Claire’s Criminal Classic is du Maurier’s Rebecca…
‘Last night I dreamed I went to Manderley again’.
One piece of writing ‘advice’ that we often hear is not to start your book with a dream. Yet Daphne du Maurier proved it wrong with this mesmerising opening to Rebecca, her most famous novel. The dream shows us a decaying, destroyed house, before taking us back several years, to when the narrator was an impoverished companion to a rich old lady in the south of France. Swept into a whirlwind marriage with rich and mysterious Max de Winter, she’s soon mistress of Manderley. But she can never escape the shadow of Rebecca – Max’s dead first wife.
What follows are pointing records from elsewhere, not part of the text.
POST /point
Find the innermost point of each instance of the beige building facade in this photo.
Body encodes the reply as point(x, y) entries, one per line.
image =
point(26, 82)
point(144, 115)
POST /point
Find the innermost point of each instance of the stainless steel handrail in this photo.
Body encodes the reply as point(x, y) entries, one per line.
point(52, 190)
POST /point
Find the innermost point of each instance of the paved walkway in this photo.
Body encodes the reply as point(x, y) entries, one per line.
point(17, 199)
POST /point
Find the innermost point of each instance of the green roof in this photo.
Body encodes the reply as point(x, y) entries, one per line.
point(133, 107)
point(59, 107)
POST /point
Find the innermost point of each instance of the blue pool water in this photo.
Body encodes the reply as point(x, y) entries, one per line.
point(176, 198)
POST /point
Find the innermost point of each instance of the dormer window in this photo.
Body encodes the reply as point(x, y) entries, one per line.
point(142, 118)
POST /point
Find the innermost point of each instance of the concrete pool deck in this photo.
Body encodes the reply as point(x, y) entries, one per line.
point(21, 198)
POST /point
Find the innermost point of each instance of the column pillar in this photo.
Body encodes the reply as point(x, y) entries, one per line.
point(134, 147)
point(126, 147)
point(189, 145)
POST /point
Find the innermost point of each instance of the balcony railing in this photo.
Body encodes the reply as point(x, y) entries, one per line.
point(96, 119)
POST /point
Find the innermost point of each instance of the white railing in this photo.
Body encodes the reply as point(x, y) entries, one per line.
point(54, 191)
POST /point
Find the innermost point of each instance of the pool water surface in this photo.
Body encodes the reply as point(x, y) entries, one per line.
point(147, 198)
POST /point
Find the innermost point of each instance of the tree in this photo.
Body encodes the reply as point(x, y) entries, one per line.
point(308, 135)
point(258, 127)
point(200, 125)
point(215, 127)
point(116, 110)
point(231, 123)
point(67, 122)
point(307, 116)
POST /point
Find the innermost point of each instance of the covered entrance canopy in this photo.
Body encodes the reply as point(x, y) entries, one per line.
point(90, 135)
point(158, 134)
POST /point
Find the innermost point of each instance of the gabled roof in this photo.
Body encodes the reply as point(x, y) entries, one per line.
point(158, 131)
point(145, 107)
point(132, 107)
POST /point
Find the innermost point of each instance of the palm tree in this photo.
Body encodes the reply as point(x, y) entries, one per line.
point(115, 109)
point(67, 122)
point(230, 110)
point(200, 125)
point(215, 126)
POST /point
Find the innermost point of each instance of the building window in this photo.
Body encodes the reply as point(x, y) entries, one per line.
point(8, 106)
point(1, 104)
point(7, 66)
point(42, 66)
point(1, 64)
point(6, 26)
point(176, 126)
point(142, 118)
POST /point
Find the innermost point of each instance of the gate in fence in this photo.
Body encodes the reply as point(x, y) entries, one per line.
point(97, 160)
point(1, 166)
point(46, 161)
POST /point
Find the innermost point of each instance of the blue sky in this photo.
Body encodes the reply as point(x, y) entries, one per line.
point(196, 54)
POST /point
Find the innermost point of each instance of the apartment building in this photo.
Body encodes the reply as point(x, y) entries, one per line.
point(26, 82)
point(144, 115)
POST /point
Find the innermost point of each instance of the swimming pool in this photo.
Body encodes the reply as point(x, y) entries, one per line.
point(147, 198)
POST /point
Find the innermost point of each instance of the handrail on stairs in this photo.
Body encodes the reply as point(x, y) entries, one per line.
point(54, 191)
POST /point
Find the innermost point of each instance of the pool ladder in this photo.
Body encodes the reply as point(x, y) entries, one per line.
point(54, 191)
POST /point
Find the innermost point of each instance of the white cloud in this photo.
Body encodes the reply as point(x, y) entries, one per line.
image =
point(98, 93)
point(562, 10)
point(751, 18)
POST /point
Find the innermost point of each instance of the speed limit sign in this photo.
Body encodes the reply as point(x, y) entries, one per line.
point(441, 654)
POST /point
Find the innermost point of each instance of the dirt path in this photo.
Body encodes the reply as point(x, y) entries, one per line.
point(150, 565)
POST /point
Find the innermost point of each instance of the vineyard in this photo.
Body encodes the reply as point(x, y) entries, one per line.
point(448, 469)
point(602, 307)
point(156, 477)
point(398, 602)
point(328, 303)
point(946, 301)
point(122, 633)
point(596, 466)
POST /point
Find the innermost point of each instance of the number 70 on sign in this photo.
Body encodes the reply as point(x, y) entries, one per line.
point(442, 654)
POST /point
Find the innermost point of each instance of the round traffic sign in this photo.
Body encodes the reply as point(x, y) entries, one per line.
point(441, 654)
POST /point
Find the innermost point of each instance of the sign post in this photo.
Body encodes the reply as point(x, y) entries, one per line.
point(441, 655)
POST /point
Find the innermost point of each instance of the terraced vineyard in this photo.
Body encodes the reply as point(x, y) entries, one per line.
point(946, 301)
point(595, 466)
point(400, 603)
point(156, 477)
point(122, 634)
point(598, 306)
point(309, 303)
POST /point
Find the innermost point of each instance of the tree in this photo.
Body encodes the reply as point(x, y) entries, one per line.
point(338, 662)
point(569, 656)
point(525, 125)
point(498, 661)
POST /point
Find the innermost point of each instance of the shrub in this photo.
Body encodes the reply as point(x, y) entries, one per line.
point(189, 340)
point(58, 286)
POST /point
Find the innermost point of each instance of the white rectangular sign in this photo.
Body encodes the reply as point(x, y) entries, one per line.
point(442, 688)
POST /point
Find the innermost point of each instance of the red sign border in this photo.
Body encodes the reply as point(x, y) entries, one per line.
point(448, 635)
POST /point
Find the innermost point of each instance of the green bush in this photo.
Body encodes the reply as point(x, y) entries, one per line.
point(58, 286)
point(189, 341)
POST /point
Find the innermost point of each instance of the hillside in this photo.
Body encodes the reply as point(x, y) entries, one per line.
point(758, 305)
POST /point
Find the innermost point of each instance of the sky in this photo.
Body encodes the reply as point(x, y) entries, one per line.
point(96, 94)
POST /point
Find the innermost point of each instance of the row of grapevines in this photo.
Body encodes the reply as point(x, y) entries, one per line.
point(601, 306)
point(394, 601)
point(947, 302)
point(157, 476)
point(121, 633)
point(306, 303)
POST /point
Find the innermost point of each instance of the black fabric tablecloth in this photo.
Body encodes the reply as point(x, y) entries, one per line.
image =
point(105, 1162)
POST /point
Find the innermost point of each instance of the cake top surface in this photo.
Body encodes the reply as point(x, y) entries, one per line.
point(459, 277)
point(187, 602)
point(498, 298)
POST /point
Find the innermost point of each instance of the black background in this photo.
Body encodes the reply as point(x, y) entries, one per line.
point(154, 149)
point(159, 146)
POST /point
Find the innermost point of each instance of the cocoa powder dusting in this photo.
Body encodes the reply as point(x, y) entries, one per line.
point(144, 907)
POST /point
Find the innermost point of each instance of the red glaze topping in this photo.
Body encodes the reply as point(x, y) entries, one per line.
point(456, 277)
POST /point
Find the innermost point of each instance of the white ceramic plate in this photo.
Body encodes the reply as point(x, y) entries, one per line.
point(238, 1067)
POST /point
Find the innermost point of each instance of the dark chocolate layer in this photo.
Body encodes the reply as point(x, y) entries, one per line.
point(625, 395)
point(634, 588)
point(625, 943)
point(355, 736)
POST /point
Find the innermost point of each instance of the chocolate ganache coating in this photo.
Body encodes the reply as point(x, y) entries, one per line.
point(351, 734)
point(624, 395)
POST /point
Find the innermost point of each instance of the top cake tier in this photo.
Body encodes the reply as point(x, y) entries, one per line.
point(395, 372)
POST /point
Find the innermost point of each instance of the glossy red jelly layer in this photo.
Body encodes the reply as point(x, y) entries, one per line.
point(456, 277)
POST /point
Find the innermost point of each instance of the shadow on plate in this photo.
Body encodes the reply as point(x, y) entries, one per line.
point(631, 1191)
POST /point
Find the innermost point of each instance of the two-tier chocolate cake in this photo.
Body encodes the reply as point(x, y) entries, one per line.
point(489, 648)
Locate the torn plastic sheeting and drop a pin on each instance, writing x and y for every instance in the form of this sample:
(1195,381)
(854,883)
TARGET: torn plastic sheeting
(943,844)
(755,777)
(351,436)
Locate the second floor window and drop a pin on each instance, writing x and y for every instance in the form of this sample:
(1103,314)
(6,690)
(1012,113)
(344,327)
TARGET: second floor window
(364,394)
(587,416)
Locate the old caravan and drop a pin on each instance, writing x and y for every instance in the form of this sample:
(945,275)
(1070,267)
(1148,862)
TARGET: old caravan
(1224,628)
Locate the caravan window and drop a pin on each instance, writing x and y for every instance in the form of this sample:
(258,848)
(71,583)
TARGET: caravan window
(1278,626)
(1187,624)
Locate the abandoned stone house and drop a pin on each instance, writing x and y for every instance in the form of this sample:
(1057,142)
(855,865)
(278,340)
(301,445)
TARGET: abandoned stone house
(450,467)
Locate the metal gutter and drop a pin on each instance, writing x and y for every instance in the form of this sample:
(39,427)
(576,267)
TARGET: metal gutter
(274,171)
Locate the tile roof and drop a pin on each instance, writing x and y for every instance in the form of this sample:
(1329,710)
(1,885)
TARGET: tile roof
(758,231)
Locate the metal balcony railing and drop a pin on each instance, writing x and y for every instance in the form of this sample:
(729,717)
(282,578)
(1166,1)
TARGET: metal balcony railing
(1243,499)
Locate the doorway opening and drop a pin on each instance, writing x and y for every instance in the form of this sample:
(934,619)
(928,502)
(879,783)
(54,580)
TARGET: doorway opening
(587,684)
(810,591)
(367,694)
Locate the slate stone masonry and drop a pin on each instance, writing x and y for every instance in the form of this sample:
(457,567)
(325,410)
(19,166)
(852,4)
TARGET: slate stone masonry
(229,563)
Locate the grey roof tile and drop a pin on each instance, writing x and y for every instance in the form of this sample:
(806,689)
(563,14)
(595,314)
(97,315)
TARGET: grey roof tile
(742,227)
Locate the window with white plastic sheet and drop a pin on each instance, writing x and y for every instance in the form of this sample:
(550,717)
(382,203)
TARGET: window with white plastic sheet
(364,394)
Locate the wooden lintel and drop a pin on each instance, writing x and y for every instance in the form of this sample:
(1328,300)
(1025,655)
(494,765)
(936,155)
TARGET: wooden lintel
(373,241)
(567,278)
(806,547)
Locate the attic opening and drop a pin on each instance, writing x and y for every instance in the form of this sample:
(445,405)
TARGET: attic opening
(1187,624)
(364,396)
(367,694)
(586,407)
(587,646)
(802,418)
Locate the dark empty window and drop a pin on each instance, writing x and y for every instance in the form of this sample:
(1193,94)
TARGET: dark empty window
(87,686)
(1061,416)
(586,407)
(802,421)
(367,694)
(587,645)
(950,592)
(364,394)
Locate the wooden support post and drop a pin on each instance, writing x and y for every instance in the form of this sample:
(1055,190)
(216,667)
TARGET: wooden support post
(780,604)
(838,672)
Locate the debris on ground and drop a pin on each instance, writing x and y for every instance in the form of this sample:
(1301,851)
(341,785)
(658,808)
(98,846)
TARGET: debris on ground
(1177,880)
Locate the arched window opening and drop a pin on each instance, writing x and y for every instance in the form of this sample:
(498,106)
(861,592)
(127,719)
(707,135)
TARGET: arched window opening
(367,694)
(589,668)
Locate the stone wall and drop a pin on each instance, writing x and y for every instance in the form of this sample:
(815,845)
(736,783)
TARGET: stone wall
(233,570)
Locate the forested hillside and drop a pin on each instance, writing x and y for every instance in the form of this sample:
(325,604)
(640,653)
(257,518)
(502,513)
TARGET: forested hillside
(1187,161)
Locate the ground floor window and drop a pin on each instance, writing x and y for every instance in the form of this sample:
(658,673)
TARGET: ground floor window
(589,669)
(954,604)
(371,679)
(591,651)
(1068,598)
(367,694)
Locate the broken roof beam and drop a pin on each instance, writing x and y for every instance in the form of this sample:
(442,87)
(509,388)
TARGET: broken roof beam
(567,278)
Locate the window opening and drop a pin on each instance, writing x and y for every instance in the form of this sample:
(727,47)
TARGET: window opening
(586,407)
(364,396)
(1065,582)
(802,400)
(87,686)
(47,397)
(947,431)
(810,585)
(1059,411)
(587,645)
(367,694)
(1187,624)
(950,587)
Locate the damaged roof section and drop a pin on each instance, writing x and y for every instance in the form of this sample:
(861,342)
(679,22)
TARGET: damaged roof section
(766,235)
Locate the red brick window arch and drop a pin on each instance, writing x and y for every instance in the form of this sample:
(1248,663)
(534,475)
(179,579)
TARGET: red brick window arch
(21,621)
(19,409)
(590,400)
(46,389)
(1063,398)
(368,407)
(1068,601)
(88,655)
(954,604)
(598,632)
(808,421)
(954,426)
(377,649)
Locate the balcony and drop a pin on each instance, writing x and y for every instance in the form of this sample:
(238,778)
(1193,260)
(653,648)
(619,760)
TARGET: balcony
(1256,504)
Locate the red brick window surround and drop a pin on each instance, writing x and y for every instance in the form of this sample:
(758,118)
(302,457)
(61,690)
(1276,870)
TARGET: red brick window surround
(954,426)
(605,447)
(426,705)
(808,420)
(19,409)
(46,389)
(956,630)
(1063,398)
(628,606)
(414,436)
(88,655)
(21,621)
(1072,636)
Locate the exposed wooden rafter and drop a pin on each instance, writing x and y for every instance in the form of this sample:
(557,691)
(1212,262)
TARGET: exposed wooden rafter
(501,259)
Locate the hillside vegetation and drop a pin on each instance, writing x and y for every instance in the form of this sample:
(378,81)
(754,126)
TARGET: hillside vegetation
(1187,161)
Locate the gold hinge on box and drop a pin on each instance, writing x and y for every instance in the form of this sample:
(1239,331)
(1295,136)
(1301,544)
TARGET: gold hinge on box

It’s difficult to put your finger on what makes Rebecca so special. Like all the great pioneering novels, you feel you might have heard the story before. Along with Jane Eyre, Rebecca is one of the cornerstones of the female psychological thriller. The language is beautiful, painting a picture of the mist-shrouded Cornish landscape. Then there’s the tension when the past comes to light, and the gripping climax of the court case. There’s the brilliant characterisation, often cruelly funny, and terrifyingly vivid in the case of Mrs Danvers, the deranged housekeeper. There’s the intense sympathy we feel for the narrator. We share her misery and embarrassment as she fails to live up to the dead first wife, and we learn the shocking truth at the same time she does. And the stroke of brilliance that means we never know her name. How clever to have a teasing, unsolved mystery, at the very heart of a book that’s as impenetrable as the sea-mists it conjures up.